Thank you for the response.

The example with KeyNet-AdaLAM works for me - I get the same visualization and also the same amount of tentative matches and inliers.

However, using kornia_moons visualization does not fix the problem with MKD and TFeat descriptors - it displays the same matches: Screenshot 2023-01-19 102736 Therefore, I believe the problem is in the matches/descriptors themselves. For example, fewer inliers are found in my run.

ducha-aiki commented 1 year ago

@jac08h could you please share updated colab?

jac08h commented 1 year ago

Here is the version using kornia_moons visualization. To use it, I modified get_local_descriptors to return LAFs as well.

ducha-aiki commented 1 year ago

@jac08h I don't know why, but you are using very old version of kornia-examples.

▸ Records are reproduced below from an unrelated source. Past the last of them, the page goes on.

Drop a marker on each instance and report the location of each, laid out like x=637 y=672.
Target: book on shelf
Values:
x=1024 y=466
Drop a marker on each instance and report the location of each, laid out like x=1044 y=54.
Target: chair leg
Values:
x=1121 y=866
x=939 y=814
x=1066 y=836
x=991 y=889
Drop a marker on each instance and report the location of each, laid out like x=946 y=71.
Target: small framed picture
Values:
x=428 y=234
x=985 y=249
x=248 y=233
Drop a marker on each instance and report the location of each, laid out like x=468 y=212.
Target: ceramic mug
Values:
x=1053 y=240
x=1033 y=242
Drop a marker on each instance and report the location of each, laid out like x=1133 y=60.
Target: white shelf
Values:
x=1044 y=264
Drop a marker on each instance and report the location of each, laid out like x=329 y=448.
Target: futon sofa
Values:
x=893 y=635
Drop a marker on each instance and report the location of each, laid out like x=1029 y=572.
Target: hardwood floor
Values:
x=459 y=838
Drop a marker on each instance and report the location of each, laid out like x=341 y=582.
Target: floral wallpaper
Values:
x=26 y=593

The key difference is in current version we have:

timg = K.color.rgb_to_grayscale(K.image_to_tensor(img, False).float()/255.)

Whereas in yours:

timg = K.color.rgb_to_grayscale(K.image_to_tensor(img, False)/255.)

We have dropped auto-conversion in K.image_to_tensor in kornia to float long time ago, so when image is divided by 255, it essentially becomes binary image.

After the fix above:

image image image
jac08h commented 1 year ago

You are right, that was the issue. Thank you so much for your quick help.